Posted by on 15 juin 2021
Backdrops to a riot: JR on how his confrontational street art went global
Migrants, Mayra, Picnic Across the Border … spanning the US-Mexican border at Tecate, 2017.
Migrants, Mayra, Picnic Across the Border … spanning the US-Mexican border at Tecate, 2017. Photograph: JR-art.net

His portraits of his Paris neighbourhood summed up its residents’ anger. Now his subversive installations straddle borders, float on boats and envelop favelas. We speak to the elusive artist

 

“I didn’t spend enough time in school for any of the teachers to remember me.
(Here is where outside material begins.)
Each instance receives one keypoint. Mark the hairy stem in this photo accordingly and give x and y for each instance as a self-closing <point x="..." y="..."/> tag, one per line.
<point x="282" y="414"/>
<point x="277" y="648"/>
The only role models I had were the guys in the neighbourhood doing graffiti,” reflects JR, on his journey from street-smart tagger to world-famous conceptual artist. “I guess what’s nice is now, at 38, I can tell my mother I am not a vandal but an artist.”

The career trajectory of the first-generation Frenchman, who refuses to publicly reveal his real name, has been fascinating to observe. With a mother from eastern Europe and a father from Tunisia, JR grew up on the wrong side of the Périphérique, a ring-road that acts as a barrier between the middle-class districts of central Paris and the concrete jungle of project buildings on the city’s outskirts that are home to a largely immigrant population. “It was tough, but there was always such a great sense of community,” he says from a plush art studio that’s only a few minutes away from the Parisian grave of Jim Morrison. “Doing graffiti meant that I had to have eyes in the back of my head. Even today, I am always naturally looking around [for the police].”

JR spent much of his childhood being chased by law enforcement angered at the noxious smell of his paint fumes, yet he managed to turn his raw connection to the street into a successful career that has been weighted on turning real-life communities into living, breathing art installations.